Bien que l’IA soit connue depuis quelques années et soit actuellement en vogue dans le milieu académique, cette technologie et ses applications ne sont pas encore disponibles au grand public. C’est également le cas de tous les musées du monde entier. « Il faut encore du temps pour que cette technologie soit appliquée dans le domaine archéologique et muséal de façon approfondie. Peut-être dans un futur proche, le visiteur du musée verra les souverains, debout, assis sur leurs trônes, couronnés ou autres. L’imagination mêlée à la réalité est infinie », dit-il.

Cet avis est partagé par Hicham Hussein, directeur général des monuments du Sinaï. « L’IA donne des résultats incroyables. Il faut alors encourager les chercheurs égyptiens à y prêter importance », soulignant que les centres de recherches étrangers travaillent actuellement pour exploiter cette technologie et ses applications dans la photographie et la traduction immédiate des textes hiéroglyphes, cunéiformes ou nabatéens. Ces applications ont réalisé de grands bonds dans la science des graffitis des grottes dont les couleurs ont été affectées par l’érosion. « Cette technologie a la capacité de rendre ces scènes à leur état d’origine et leurs couleurs vives. Elle est également utilisée dans la documentation numérique qui forme et crée les répliques 3D des édifices architecturaux », continue-t-il.

Sur le plan géologique, l’IA réduit la durée des recherches. En effet, le centre des fossiles paléontologiques de l’Université de Mansoura prenait au moins une quinzaine de jours pour comparer un os fossilisé à ses similaires dans le monde entier. Avec l’IA, cette recherche est désormais effectuée en cinq minutes. De plus, les spécialistes de la numérisation de l’AUC aident les géologues à préciser les régions où se trouveraient des fossiles à explorer.

En dehors des recherches et des analyses, les musées peuvent également exploiter cette technologie pour exposer virtuellement des pièces archéologiques à l’étranger tout en les conservant sur place. « Depuis plus d’une dizaine d’années, Cultnat a utilisé l’hologramme pour faire participer trois pièces antiques du musée de la Bibliotheca Alexandrina à une exposition en Italie. Ensuite, l’exposition a été présentée en Grèce », souligne Al-Shayeb, ajoutant qu’aujourd’hui, cette opération est devenue beaucoup plus simple grâce aux progrès réalisés dans le domaine de l’IA.
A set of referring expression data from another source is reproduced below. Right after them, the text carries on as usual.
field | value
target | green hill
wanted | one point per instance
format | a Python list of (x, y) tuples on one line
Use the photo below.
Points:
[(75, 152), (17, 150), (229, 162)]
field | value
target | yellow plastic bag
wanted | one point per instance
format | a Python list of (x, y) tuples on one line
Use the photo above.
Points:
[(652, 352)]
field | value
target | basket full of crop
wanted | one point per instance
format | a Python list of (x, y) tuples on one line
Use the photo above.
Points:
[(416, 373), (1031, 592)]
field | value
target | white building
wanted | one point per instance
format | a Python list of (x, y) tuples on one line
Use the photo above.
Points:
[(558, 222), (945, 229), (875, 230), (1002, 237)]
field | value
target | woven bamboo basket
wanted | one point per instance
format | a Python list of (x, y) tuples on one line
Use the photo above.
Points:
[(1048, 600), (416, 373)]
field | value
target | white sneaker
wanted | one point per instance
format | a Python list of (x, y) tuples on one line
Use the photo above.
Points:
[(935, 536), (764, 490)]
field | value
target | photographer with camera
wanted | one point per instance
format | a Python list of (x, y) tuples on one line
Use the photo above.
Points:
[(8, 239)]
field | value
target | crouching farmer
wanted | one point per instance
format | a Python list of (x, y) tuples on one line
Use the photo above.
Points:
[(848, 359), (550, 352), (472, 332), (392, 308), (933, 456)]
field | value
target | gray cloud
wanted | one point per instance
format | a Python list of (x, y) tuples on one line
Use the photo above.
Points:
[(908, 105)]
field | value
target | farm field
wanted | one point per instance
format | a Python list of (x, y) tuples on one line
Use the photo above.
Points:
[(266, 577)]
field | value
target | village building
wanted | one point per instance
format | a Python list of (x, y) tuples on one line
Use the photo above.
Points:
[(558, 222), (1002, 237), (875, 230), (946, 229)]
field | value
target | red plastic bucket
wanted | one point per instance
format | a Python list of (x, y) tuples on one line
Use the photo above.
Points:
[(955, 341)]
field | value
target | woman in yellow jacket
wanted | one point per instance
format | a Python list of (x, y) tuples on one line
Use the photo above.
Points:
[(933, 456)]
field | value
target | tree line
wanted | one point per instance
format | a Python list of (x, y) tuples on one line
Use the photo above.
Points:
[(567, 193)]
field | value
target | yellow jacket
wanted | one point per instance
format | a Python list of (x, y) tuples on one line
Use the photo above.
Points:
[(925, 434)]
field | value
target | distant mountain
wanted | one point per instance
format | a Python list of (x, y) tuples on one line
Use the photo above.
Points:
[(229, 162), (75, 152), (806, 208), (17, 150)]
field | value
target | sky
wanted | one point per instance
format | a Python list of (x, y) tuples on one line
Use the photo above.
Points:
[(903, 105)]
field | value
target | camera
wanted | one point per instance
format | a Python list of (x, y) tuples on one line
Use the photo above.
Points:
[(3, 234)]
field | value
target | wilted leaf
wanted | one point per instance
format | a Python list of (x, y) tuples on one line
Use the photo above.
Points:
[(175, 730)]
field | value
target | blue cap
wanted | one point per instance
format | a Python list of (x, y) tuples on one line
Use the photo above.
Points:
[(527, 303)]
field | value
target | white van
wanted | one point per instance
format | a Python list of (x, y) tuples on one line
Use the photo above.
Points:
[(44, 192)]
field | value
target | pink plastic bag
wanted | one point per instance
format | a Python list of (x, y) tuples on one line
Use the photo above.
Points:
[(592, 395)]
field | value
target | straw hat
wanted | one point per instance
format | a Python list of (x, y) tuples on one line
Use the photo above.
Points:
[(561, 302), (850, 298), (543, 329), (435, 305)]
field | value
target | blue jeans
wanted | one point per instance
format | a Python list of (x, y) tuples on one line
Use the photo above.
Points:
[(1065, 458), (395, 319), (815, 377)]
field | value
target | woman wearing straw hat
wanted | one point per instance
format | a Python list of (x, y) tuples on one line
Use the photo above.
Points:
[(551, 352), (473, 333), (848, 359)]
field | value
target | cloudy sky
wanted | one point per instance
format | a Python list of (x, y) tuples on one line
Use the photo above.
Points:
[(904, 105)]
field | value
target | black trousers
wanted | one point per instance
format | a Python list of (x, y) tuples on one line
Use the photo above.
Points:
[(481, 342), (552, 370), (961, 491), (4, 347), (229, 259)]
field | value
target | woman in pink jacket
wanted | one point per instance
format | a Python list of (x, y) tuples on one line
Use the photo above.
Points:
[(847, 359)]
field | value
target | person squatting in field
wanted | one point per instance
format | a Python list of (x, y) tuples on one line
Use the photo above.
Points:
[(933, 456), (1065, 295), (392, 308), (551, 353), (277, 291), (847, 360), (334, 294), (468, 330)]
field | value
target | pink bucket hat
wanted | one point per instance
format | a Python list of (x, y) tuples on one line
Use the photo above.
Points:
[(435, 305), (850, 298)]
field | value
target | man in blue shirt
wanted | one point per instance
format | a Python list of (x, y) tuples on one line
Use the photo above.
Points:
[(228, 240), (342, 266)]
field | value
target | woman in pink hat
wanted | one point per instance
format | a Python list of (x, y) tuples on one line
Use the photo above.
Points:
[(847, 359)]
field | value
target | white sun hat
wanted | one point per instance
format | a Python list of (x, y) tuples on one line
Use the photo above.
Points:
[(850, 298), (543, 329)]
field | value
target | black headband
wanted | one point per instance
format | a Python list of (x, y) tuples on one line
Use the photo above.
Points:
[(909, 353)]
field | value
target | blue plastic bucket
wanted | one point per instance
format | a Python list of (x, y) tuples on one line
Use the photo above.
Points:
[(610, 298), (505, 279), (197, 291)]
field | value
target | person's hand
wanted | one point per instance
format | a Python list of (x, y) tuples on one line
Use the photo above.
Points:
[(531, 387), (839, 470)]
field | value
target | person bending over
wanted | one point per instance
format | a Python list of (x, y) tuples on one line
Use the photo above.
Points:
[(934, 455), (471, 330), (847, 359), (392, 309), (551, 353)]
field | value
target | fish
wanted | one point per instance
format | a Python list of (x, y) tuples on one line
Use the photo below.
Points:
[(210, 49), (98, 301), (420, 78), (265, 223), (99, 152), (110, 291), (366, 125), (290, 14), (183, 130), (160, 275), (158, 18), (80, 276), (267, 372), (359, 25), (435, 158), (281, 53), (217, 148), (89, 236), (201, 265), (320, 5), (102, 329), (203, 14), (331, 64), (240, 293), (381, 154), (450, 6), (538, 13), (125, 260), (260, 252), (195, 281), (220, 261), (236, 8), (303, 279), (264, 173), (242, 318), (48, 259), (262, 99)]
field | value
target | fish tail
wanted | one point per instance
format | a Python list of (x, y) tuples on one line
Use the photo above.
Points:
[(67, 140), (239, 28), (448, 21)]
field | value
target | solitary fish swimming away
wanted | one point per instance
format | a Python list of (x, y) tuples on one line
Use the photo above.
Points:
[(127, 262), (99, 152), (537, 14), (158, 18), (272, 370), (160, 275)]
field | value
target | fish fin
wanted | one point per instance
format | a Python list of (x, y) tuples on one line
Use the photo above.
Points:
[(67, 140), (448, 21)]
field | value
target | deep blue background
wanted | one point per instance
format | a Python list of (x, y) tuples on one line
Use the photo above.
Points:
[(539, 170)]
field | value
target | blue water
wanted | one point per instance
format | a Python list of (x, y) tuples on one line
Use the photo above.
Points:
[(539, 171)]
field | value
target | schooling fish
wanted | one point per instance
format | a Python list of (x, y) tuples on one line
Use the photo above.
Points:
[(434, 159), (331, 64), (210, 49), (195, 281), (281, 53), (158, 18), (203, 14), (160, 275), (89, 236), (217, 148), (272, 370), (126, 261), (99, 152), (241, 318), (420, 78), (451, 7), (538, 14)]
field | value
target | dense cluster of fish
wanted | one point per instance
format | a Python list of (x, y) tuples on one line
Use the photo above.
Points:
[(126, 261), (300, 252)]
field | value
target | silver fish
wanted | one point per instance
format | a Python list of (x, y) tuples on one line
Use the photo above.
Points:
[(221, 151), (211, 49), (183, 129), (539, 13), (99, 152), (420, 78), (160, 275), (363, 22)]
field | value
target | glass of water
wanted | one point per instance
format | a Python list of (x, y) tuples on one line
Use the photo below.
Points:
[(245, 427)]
En outre, l’IA est utilisée à une échelle plus large, celle de la gestion du patrimoine, pour revivifier le mode de vie des anciennes cités et de leurs habitants. En effet, « l’AUC a présenté un projet à National Geographic pour recréer le mode de vie de la rue Al-Moez en 1850, animée de trois métiers qui étaient essentiels à l’époque et qui ont disparu aujourd’hui : le porteur d’eau, le blanchisseur de cuivre et le chargé d’illuminer les lanternes des rues. Et ce, en se basant sur les photos de la Description de l’Egypte », explique Al-Shayeb, soulignant la possibilité de recréer virtuellement ces personnes avec leurs tenues de l’époque, leurs mouvements et leurs comportements au cours de leur travail. Al-Shayeb assure que son équipe et lui peuvent recréer virtuellement toutes les cités anciennes s’ils disposent d’abondantes informations bien documentées. Pour lui, on peut reconstruire le programme quotidien des ouvriers qui ont construit les pyramides, y compris la quantité de nourriture dont chacun disposait, en se basant sur les informations fournies par la découverte de leur nécropole. Néanmoins, « il reste toujours des détails manquants qui nous entravent », explique-t-il.

Bref, l’IA facilite la mission archéologique. C’est l’avenir de la recherche scientifique qui donnera des résultats fantastiques, notamment en présence d’informations crédibles et documentées.